In children who have undergone kidney transplantation, an increase in the period of preventive use to 200 days does not lead to an increase in the frequency of adverse events.
Congenital CMV infection
Therapy of congenital CMV infection is not an approved indication for the use of valganciclovir. Nevertheless, studies conducted in newborns and young children with congenital CMV infection provide data on the safety profile of valganciclovir in these patient populations. The safety profile of valganciclovir is comparable to the known safety profile of valganciclovir/ganciclovir.
The main manifestation of ganciclovir toxicity is neutropenia (38% of patients had grade 3 and 4 neutropenia, 1 patient needed to cancel therapy). Most of the phenomena were amenable to correction with the simultaneous possibility to continue antiviral therapy. All newborns had an increase in indicators characterizing growth and development (height, body weight, average head circumference). With oral administration of valganciclovir, the most frequent adverse events were neutropenia, anemia, impaired liver function and diarrhea. The listed adverse events were observed more often in patients with 6-week therapy with valganciclovir, compared with patients receiving valganciclovir for 6 months. Serious adverse events associated with treatment were neutropenia and anemia, which were also more often observed with therapy lasting 6 weeks. There were no statistically or clinically significant differences between patients treated with valganciclovir for 6 weeks and for 6 months in indicators characterizing growth and development, such as height, body weight, average head circumference.
Laboratory indicators
When extending the prevention period in adult patients with a high risk of CMV infection after transplantation of solid organs, the frequency of violations of laboratory parameters up to 200 days remained similar.

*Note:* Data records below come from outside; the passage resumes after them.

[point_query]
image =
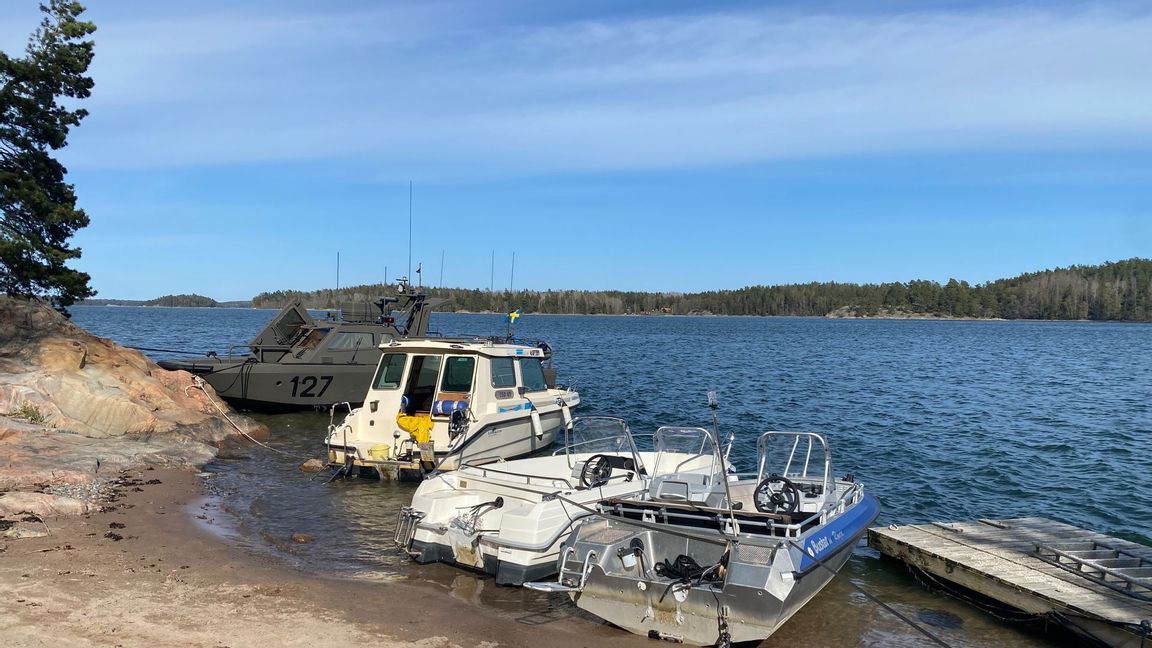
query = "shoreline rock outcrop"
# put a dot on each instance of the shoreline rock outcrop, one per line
(75, 407)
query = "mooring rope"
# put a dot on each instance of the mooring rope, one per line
(198, 383)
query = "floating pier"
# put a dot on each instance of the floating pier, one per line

Severe neutropenia was more frequently observed in children who underwent kidney transplantation and received valganciclovir before the 200th day of the posttransplantation period, compared with children who received valganciclovir before the 100th day of the posttransplantation period, as well as compared with adults who underwent kidney transplantation and received valganciclovir before the 100th and 200th days of the posttransplantation period.
Post-registration application
The adverse events described with the post-registration use of valganciclovir are similar to those observed in clinical studies of valganciclovir and ganciclovir /valganciclovir.